If all scientists wrote as well (and/or had editors as good) as Svante Pääbo, popular science written by scientists would easily compete with those written by journalists.
Don’t get me wrong, I have loved many science books written by journalists: 1491: New Revelations of the Americas Before Columbus, 1493: Uncovering the New World Columbus Created, and Before the Dawn: Recovering the Lost History of Our Ancestors just to name a few recent ones I’ve read. They are excellent books, well-written and researched.
When a professional in the field tells the story, be they a scientist, historian or whatever, you tend to get a different perspective: more on the inside, a bit better informed and in-depth.
Svante Pääbo does this wonderfully in Neanderthal Man. It is not only the story of the first sequencing of the Neanderthal genome, but the story of the person who lead the effort, written by that same person.

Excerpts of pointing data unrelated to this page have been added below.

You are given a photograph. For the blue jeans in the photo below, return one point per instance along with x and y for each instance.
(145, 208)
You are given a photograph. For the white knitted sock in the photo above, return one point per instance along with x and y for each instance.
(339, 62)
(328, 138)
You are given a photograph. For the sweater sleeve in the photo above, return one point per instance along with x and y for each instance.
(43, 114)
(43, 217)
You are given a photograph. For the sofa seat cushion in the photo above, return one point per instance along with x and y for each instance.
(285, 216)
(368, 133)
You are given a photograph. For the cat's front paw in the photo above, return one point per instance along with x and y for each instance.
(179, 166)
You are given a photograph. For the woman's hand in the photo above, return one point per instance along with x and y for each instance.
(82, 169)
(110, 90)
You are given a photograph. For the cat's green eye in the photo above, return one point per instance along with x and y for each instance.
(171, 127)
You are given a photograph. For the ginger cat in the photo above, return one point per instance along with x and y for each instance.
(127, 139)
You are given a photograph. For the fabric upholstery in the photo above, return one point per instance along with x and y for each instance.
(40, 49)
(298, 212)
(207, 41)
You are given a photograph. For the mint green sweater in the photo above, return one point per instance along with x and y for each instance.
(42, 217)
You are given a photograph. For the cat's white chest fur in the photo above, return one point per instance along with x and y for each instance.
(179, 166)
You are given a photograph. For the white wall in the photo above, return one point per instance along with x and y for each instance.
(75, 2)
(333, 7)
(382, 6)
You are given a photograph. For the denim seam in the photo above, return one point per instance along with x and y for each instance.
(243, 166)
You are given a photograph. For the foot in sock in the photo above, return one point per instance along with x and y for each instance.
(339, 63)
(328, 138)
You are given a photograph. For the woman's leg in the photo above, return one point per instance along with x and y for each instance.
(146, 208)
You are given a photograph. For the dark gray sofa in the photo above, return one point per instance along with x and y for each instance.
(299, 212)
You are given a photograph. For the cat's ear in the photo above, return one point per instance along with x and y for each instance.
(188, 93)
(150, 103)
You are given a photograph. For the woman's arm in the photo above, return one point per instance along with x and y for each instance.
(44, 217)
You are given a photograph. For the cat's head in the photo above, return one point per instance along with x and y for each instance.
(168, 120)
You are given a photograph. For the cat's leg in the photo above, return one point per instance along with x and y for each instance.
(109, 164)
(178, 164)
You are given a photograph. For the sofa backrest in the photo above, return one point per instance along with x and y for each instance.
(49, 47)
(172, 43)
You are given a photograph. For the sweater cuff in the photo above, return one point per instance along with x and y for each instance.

The science in it is top notch as befits a researcher at the top of the field, but what makes it hard to put down is the story. Pääbo shares the personal side of his journey to paleogenetics which is also the story of the birth and childhood of the field as well. From his youthful dreams of decoding ancient DNA to the first sequences and publishing, we see the ups and downs, the successes, frustrations, despairs, fears and ebulliences of all aspects of the scientific life: technical, cultural, competitive and social.
Science is amazing in what it has and can do for us, but we forget that it is a human endeavor and few scientists share this side of it with us (and, of course, the journalists rarely get a chance to see it). Svante Pääbo deserves high praise for wedding the stories of his amazing technical achievement with his intimate personal experience.